Temperature Scaling
Description
Temperature scaling adjusts a model's confidence by applying a single parameter (temperature) to its predictions. When a model is too confident in its wrong answers, temperature scaling can fix this by making the predictions more realistic. It works by dividing the model's outputs by the temperature value before converting them to probabilities. Higher temperatures make the model less confident, whilst lower temperatures increase confidence.

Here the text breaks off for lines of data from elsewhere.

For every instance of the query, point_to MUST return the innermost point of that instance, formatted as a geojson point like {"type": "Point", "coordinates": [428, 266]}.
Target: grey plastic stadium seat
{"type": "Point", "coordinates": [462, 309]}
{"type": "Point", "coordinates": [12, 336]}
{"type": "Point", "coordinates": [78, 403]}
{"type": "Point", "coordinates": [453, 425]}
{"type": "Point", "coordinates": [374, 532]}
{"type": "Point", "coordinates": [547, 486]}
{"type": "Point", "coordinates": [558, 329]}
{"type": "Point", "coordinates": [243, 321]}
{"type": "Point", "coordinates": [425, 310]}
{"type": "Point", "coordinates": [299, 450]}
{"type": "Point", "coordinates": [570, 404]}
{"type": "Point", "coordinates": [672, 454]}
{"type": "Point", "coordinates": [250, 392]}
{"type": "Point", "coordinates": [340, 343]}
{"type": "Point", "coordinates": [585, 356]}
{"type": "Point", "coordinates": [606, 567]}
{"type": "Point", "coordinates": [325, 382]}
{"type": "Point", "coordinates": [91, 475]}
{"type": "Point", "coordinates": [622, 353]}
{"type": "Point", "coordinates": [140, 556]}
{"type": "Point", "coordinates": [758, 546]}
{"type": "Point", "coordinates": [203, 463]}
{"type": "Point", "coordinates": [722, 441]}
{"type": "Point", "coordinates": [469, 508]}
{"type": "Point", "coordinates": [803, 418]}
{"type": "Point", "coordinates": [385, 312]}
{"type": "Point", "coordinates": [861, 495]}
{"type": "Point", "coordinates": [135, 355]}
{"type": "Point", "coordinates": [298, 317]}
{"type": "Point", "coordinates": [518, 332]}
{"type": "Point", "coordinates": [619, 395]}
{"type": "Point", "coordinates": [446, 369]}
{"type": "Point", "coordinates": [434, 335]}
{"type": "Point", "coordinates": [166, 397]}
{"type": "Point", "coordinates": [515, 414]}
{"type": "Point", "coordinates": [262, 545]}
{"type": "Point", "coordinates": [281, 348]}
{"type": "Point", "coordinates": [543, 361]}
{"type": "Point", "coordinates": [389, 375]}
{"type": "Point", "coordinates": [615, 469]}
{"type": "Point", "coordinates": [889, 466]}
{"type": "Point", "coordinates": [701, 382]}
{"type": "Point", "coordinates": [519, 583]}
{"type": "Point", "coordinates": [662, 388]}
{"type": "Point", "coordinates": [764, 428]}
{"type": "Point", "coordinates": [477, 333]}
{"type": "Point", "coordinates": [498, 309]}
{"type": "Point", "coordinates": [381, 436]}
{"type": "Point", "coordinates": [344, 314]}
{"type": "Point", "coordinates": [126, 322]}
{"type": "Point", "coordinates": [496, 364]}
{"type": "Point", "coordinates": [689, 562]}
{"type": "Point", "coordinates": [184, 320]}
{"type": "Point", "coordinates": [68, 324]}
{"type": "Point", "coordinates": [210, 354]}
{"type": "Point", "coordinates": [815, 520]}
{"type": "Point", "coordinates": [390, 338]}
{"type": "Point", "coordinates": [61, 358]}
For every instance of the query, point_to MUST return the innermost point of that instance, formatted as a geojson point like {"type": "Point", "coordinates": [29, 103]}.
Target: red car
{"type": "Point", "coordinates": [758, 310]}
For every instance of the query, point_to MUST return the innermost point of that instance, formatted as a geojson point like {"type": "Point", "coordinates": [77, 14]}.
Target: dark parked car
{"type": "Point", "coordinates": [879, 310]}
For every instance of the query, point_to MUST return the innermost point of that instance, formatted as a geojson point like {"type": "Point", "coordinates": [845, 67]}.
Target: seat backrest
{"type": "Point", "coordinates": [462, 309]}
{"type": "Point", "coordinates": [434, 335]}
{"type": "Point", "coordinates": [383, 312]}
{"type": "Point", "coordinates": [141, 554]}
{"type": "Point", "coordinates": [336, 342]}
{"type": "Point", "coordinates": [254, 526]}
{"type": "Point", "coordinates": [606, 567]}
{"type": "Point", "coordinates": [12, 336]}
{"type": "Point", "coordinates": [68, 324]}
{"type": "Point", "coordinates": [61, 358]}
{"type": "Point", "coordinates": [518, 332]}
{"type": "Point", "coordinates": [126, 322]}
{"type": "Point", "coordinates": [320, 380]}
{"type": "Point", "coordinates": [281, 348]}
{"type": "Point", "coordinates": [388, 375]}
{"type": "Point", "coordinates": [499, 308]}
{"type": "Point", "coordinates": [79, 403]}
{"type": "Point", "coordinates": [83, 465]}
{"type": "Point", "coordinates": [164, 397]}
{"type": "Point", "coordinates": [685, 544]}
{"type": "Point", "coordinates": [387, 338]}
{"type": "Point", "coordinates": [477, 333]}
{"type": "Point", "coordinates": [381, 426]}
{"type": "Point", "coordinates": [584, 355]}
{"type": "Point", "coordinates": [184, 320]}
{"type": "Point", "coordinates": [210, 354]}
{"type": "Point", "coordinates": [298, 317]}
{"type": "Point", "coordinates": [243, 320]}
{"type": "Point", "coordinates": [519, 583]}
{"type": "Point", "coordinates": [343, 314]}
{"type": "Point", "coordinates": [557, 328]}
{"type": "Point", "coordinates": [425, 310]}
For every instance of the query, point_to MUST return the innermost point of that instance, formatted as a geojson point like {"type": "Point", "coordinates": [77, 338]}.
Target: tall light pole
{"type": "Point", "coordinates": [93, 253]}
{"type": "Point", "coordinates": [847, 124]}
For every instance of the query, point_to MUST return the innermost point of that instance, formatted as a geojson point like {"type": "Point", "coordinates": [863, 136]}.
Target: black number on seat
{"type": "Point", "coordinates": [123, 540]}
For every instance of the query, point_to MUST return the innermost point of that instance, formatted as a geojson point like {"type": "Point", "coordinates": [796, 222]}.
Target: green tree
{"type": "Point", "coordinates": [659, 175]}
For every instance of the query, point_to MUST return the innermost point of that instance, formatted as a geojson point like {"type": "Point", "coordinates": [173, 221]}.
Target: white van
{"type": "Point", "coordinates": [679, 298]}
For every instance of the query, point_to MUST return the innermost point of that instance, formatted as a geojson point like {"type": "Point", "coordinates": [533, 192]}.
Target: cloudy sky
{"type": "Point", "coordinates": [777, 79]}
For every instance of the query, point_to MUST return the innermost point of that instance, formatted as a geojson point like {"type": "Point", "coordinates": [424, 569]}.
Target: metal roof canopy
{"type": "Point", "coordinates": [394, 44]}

The technique maintains the model's accuracy whilst ensuring that when it says it's 90% confident, it's actually right about 90% of the time.
Example Use Cases
Reliability
Adjusting a deep learning image classifier's confidence scores to be realistic, ensuring that when it's 90% confident, it's right 90% of the time.
Transparency
Making medical diagnosis model predictions more trustworthy by providing realistic confidence scores that doctors can interpret and use to make informed decisions about patient care.
Fairness
Ensuring fair treatment across patient demographics by calibrating confidence scores equally across different groups, preventing systematic over-confidence in predictions for certain populations.
Limitations
- Only addresses calibration at the overall dataset level, not subgroup-specific miscalibration issues.
- Does not improve the rank ordering or accuracy of predictions, only adjusts confidence levels.
- Assumes that calibration errors are consistent across different types of inputs and feature values.
- Requires a separate validation set for temperature parameter optimisation, which may not be available in small datasets.